For the first time in Super Bowl history, a pair of brothers will battle against each other in New Orleans on Sunday for the biggest prize in American football.
The head coach of the San Francisco 49ers, Jim Harbaugh, will take on his big brother John's Baltimore Ravens in the Superdome.
Talk of the 'Harbowl', as it is being referred to here, dominated the main media day when hundreds of journalists from around the world congregated in large scrums around the stars and subjected them to questions ranging from the insightful to the ridiculous.
But while it is usually the players who receive the most attention, the crowds around Ravens quarterback Joe Flacco and his 49ers counterpart Colin Kaepernick were dwarfed by the throng around their respective head coaches.

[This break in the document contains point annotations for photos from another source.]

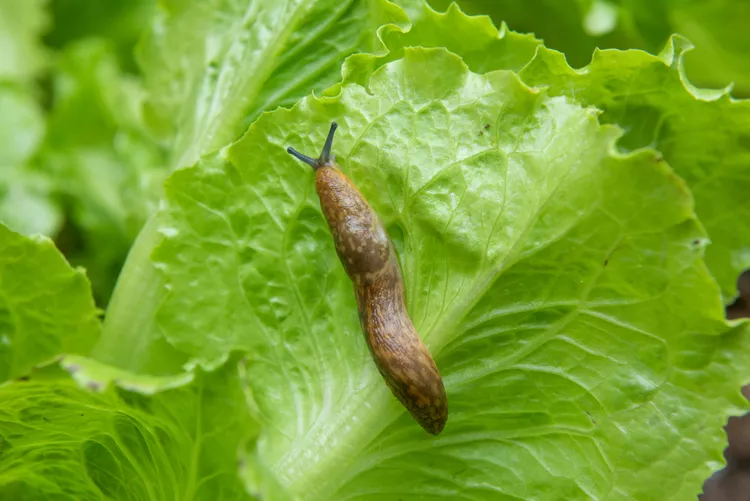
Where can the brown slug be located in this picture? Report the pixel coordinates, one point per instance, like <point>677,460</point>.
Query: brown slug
<point>368,256</point>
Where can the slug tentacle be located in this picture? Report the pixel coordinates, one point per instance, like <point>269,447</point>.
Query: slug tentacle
<point>369,259</point>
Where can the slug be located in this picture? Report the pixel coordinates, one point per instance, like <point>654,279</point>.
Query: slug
<point>367,254</point>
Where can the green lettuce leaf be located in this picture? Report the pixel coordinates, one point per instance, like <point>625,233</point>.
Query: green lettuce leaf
<point>648,96</point>
<point>46,307</point>
<point>25,193</point>
<point>59,441</point>
<point>122,23</point>
<point>559,284</point>
<point>100,159</point>
<point>21,52</point>
<point>578,27</point>
<point>702,135</point>
<point>211,69</point>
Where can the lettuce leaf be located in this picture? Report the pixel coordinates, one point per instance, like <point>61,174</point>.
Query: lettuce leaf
<point>211,69</point>
<point>21,53</point>
<point>100,159</point>
<point>648,96</point>
<point>60,441</point>
<point>559,284</point>
<point>578,27</point>
<point>701,135</point>
<point>46,307</point>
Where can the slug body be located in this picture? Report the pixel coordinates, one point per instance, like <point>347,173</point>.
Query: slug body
<point>368,256</point>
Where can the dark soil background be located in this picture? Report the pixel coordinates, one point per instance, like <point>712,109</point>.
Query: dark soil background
<point>733,482</point>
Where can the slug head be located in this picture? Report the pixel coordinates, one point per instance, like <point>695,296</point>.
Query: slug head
<point>325,158</point>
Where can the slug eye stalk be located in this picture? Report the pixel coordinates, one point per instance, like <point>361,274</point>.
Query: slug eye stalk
<point>325,157</point>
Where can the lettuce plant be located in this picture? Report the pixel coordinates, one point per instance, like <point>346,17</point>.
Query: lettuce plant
<point>564,238</point>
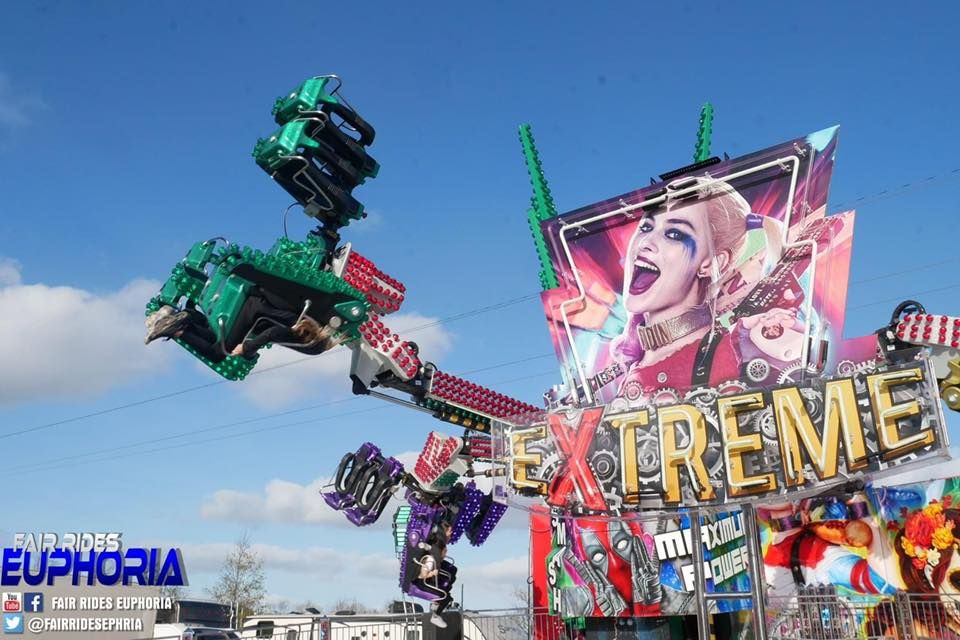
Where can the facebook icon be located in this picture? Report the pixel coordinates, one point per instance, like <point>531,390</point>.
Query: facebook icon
<point>33,602</point>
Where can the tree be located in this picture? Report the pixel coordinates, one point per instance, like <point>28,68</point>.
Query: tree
<point>173,593</point>
<point>241,582</point>
<point>351,604</point>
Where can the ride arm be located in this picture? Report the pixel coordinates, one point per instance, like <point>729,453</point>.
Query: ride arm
<point>910,328</point>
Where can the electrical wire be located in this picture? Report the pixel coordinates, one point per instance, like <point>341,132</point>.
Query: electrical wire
<point>259,371</point>
<point>496,306</point>
<point>74,460</point>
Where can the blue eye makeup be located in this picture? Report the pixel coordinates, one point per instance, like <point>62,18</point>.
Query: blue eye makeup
<point>689,243</point>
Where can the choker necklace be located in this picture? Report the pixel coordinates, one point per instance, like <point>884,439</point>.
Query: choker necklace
<point>667,331</point>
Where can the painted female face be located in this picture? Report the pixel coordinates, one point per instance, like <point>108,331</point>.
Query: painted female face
<point>663,259</point>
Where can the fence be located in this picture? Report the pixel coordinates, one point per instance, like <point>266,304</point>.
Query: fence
<point>813,615</point>
<point>827,616</point>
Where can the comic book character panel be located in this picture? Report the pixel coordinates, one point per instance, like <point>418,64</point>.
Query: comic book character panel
<point>708,284</point>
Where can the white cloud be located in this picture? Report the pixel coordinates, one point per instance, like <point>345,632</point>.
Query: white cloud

John Harbaugh, 15 months older than Jim, was in an affable mood and more than happy to field questions about their fraternal rivalry.
"When we were in the backyard [as children], we did go against each other one-on-one 'in the Super Bowl' - but we were playing, we weren't coaching! I think we always thought we'd be playing in one.
"Jim got way closer than I did but we both fell short. But they always say if you can't do it as a player, do it as a coach and so this is our chance."
The Baltimore coach was quick to praise his brother's achievement in reaching the Super Bowl after narrowly losing out in last season's NFC Championship game.
"He's built a team that looks like him - they reflect his personality. Whoever wins the game, I'm going to tell him I'm proud of him, I love him and I'll see him next time."
Jim Harbaugh was also probed about the brotherly match-up but gave away far less to the press and even tersely batted away any suggestion that John might be better placed in a psychological war between them.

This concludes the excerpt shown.